Wyandotte Native Daniel Galeski Jr. has won several independent film festival awards for movie soundtracks.
By ANDREA POTEET
Sunday Times Newspapers
WYANDOTTE – A Wyandotte native’s independent film score has earned him several high-profile awards, but getting it on the silver screen was a fluke.
Daniel Galeski Jr., who won “Best Soundtrack” at last month’s Blue Water Film Festival for the opening music to his brother Scott’s 2010 independent short film “Protangeline,” said he dusted off the brief guitar piece he recorded 17 years ago when his brother, a Wyandotte police detective, showed him a cut of the film.
He rummaged through random clips of sound recordings he had collected through the years and pressed “play” on one unedited guitar piece he had recorded during his “lost years,” living in Detroit.
“I said, ‘I want to re-record this, there’s a lot I could change,’” Galeski, who now lives in Royal Oak, said. “And he said, ‘No, leave it.’”
With minimal fine-tuning, the piece was chosen for the movie’s opening scenes and went on to win honors at Blue Water and at the Made in Michigan Film Festival.
“It was a meaningful piece,” Galeski said. “It was real. It wasn’t just like, ‘Oh, I’m going to write for this movie.’ It was something emotional from my life that works.”
Galeski said his love of film began as a child, when he and his brother spent hours watching movies.
“We were inspired by how people can move people in film and sound,” he said. “We both related to each of the films.”
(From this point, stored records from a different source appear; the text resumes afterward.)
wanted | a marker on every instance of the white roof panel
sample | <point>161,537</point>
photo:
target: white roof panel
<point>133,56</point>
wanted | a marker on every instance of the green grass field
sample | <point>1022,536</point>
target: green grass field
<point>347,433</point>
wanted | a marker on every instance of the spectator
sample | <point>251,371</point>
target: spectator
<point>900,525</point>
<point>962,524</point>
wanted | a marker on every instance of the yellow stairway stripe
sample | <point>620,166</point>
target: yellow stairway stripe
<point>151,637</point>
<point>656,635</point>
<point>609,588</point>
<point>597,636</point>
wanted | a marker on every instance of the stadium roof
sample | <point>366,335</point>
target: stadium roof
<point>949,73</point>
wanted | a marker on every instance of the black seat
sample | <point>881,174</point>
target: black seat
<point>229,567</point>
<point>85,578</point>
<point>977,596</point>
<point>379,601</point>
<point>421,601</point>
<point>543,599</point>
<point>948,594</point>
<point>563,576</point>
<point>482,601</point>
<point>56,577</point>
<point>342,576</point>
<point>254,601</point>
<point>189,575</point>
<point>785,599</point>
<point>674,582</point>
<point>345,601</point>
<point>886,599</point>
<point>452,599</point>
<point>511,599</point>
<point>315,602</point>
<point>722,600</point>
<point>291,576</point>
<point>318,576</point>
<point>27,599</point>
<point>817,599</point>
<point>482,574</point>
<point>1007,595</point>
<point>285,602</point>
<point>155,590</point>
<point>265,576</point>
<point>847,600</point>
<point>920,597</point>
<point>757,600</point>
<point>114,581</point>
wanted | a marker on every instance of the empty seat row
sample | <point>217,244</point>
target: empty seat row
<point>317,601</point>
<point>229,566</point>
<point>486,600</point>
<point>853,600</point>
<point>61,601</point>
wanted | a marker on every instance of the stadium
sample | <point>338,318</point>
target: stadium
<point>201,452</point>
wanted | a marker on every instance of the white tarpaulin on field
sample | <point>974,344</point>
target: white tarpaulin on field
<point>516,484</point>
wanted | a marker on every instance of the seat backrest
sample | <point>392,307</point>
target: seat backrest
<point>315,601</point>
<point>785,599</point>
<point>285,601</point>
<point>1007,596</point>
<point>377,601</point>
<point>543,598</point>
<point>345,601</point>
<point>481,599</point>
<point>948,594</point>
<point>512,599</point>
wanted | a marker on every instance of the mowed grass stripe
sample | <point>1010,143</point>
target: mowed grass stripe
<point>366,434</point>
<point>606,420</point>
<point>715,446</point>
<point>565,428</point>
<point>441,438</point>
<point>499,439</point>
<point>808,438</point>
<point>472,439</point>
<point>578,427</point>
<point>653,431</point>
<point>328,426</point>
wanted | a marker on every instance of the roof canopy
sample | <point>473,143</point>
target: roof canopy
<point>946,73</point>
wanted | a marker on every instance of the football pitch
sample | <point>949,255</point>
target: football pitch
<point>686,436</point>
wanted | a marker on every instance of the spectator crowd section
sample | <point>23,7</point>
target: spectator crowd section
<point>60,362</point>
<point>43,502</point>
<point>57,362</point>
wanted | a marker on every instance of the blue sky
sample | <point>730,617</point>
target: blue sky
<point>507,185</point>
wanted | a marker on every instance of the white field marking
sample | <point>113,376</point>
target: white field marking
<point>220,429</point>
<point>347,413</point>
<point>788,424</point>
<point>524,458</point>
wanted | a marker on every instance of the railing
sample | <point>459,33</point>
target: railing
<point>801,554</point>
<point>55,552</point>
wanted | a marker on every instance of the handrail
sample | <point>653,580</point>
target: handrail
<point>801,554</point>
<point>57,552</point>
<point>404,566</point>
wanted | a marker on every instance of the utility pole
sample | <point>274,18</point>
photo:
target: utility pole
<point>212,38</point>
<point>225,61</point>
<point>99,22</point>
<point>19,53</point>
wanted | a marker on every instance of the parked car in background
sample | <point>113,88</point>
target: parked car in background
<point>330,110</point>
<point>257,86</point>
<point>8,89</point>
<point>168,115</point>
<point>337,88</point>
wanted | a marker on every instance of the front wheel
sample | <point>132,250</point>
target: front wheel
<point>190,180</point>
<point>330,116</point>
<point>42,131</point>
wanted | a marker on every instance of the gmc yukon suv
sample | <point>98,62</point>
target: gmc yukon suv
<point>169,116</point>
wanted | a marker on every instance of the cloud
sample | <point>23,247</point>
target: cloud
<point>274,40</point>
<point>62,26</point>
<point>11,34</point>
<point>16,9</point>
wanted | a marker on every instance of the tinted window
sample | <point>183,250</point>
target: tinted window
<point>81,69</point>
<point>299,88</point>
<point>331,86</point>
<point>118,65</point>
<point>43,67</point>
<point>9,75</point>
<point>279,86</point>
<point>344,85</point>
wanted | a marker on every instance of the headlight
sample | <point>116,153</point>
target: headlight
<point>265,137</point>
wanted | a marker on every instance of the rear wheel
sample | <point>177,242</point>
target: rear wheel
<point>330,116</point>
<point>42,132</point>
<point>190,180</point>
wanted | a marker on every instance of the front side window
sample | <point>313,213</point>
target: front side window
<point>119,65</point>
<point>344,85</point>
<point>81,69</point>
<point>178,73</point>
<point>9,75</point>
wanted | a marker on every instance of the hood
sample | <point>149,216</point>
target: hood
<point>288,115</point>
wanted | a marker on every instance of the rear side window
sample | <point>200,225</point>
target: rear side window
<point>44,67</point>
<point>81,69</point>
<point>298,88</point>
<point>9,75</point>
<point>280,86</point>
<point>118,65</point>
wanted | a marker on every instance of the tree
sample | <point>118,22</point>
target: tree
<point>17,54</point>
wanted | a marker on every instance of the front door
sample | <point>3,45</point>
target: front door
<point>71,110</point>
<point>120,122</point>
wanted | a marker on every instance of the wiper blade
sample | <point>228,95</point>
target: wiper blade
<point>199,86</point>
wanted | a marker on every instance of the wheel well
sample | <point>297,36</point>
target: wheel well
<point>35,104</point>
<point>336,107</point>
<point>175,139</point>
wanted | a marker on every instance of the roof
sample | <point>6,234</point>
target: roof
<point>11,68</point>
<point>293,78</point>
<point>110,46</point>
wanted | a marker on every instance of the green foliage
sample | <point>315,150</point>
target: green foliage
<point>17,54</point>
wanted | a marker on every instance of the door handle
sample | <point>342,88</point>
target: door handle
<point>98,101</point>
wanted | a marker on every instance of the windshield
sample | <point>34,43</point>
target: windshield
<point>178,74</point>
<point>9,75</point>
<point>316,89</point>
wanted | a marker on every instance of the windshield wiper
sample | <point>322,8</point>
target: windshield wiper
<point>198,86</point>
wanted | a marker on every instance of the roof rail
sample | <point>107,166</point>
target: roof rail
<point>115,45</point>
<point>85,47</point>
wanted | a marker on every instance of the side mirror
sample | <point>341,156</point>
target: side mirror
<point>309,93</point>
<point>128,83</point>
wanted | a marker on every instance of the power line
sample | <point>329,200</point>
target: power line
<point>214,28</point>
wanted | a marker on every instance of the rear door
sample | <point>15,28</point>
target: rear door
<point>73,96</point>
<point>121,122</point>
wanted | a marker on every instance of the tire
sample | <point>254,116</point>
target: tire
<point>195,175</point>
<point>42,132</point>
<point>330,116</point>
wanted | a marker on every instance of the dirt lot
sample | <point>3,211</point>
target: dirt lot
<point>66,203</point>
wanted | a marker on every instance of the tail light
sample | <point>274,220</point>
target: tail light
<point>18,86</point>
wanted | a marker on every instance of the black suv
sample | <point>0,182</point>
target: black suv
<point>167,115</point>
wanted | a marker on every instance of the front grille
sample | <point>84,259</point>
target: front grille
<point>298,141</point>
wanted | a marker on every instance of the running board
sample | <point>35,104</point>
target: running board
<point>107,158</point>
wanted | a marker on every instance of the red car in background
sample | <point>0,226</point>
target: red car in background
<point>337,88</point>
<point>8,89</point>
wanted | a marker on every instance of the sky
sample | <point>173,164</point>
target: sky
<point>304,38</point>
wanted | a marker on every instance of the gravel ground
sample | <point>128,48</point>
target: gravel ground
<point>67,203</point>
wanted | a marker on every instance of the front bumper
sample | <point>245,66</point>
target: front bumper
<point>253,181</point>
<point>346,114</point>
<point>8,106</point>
From there, the brothers took their inspiration to different mediums – Galeski to music and his brother to writing – and when Galeski lost his job with the city of Dearborn three years ago, he turned to his childhood love as a career.
“Scotty came to me and said, ‘We’re going to make movies like we always wanted to,’” he said.
Though he said he and his brother are like “yin and yang,” their contrasting personalities have led to film success, with packed hometown premieres and film festival wins.
“I’m a live wire, he’s more structured and established,” Galeski said. “The combo works, but it doesn’t come without some friction. We fight, but that’s where the potency comes from.”